What does the future look like? Edible water? Yup, that’s right. We have started discussions with a UK-based company that has a water “orb” where the fluid is contained in a clear, see-through seaweed-based “skin” that encapsulates your hydration. You may even see these at our aid stations by 2023. We continue to regularly work with all our event partners in an effort to create mutual alignment around best practices for not only packaging but also for processes and procedures. 

We are also very excited to roll out our carbon offset program for 2023. Our work continues on this front to define where and how the offset funds should be allocated and to choose the best partner for our specific needs.

Over the last 2 years, it’s been amazing to see so many people taking advantage of our Green Bib Program that aims to keep unwanted medals and event shirts out of landfills. For many of our participants a medal and t-shirt are important and to a large degree define the race day experience. There are also particiapnts (like me) who tuck both items in a drawer somewhere to never see the light of day again until it’s time to dispose of them. When you sign-up for a Green Bib at registration, instead of receiving these items a portion of your entry fee will be allocated to a local, community-based charity.

In September of this year, we joined the Sports for Climate Action Framework as part of the United Nations Global Climate Action plan. By signing our Letter of Commitment, we agree to setting an interim and long-term emissions reduction target of 50% by 2030 and a net-zero target by 2040. Run Ottawa also commits to consistently measuring and publicly disclosing its annual climate footprint and emissions reductions progress. Finally, we also pledge to create a concrete plan to achieve these goals within the next 12 months and to communicate our plan and progress to our partners and stakeholders along with the community at large.

The world has changed so much since that first National Capital Marathon back in 1975 when environmental action revolved around not littering, making sure tanker ships were safely designed and seaworthy and that we were aware of endangered and soon to be extinct wildlife.
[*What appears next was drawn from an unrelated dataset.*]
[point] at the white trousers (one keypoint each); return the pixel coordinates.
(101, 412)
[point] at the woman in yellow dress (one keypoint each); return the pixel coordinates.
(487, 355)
Over the ensuing decades we have come to realize that our planet is fragile and vulnerable. Without immediate and profound action, the next few hundred years will likely see catastrophic climate-based events for all those living here. In the same way those few hundred intrepid runners back in ’75 could likely never imagine their fringe passtime turning into the Tamarack Ottawa Race Weekend of today, the world has had to wake up to the stark reality that lies ahead.

We all need to do what we can to make a real difference when it comes to our environmental footprint. We’re looking forward to reporting back on our progress around the Sports for Climate Action Framework and all of the innovative pieces that we hope will have an impact.